Yikes! TalkTalk! I once visited their website to see what they offered and decided against going with them. Was I glad. I stupidly gave them some information and after that we started getting sales calls every day even though we are on the telephone preference service and repeatedly asked them to remove our number from their call list. It was harassment to us and we registered a complaint with OfCom. They still called for a while longer even though we kept telling them we had complained about them. It eventually tailed off.

Gareth says:
16 April 2013

I’ve currently got a problem with O2. I cannot get a consistent signal for my mobile phone whilst at work since they decommissioned a mast a few weeks ago. They have had to remove a mast due to building works at the hospital I work for. They had 18 months notice of this, but chose to do nothing about it. They have repeatedly assured me that the problem would be fixed soon, but no mention of when that would be. They have repeated the tired old phrase “that they are working on the problem” and that I could claim back money for the loss of service.
They repeatedly refuse to give me contact information to take my complaint further and trot out standard responses. The last person I contacted via their “Web-chat” service told me that it would be fixed by the end of last week. Clearly false information, as I know from the hospital website that they still haven’t got an alternative site for their mast. I suspect that the only way I will be able to use my phone at work in the near future, will be to move to another provider.

CASussex says:
16 April 2013

Had a problem web ordering a Truprint photo book back in Jan. after several e-mails, having to upload problem snaps (heads cut off etc), re-uploading the lot and re-ordering (same result), I requested a refund that i finally received today (after re-registering payment card in my web account). Throughout, the Company was quick to respond, courteous and helpful, but the initial product was not fit for purpose.

Jo Evans says:
19 April 2013

The first time I downloaded an MP3 album – back in 2009 – I managed to delete it as soon as I downloaded it! Amazon were very understanding and released another copy for me to download for free.
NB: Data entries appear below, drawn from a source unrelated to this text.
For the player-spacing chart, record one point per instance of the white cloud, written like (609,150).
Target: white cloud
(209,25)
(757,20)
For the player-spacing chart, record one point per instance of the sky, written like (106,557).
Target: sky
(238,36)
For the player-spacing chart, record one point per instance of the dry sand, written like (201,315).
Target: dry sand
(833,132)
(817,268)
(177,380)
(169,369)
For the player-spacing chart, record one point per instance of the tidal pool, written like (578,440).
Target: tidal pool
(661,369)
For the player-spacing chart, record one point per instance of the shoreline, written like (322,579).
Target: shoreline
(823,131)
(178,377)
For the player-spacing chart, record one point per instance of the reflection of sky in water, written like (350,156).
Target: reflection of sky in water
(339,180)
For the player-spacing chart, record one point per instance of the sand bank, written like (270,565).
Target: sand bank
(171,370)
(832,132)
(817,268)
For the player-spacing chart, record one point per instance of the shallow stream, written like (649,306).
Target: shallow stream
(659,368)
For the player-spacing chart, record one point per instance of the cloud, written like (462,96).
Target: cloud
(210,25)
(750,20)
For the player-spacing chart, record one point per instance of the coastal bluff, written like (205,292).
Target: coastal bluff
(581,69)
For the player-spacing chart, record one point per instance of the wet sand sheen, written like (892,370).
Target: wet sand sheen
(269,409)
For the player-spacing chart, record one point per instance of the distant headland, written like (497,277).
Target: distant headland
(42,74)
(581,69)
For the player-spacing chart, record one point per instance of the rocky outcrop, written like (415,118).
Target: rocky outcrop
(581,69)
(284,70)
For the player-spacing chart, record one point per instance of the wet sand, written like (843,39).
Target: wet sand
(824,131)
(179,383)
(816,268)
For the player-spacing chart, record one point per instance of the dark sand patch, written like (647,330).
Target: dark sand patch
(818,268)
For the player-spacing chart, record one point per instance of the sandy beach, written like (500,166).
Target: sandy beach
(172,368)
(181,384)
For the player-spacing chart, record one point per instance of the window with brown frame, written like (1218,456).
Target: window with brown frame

My powerchair came from a company called DCS Joncare. Last weekend it broke down and the engine started smoking. The one aspect of their customer service is that they provide a courtesy chair which is very good, however their CEO’s response to my mum complaining about a faulty product (we went through my call out reports which are quite vast considering I’ve only had it two years) was very condescending and patronising (he immediately tried to make out that we had selected the wrong chair for its use, despite the fact that it was him who recommended it), especially as she is the wife of a robotics engineer – she knows what she is talking about! I had the engineer call me today and confirm that what happened was as my dad suspected, and to their credit, they are not charging me for the repair. But we shall see if the CEO dares speak to Mum again after that!

There’s hardly any companies nowadays that have decent customer service. If we phone
we first have to navigate irrelevant menus and, if we are lucky, we eventually get to speak to a human. On the way the cheezy hold music is continuingly interrupted with recorded messages instructing us not to call but to visit their web-site. No-one in their right mind would choose to suffer calling the customer disservice department if the answer was available on the web-site.

Often this human cannot speak or understand English so we get no help. Even if the person does speak English they rarely have the knowledge or authority to resolve the issue. I am fed up with hearing the words “it can’t be done”. I even had one person deny that the Sales of Goods Act even existed!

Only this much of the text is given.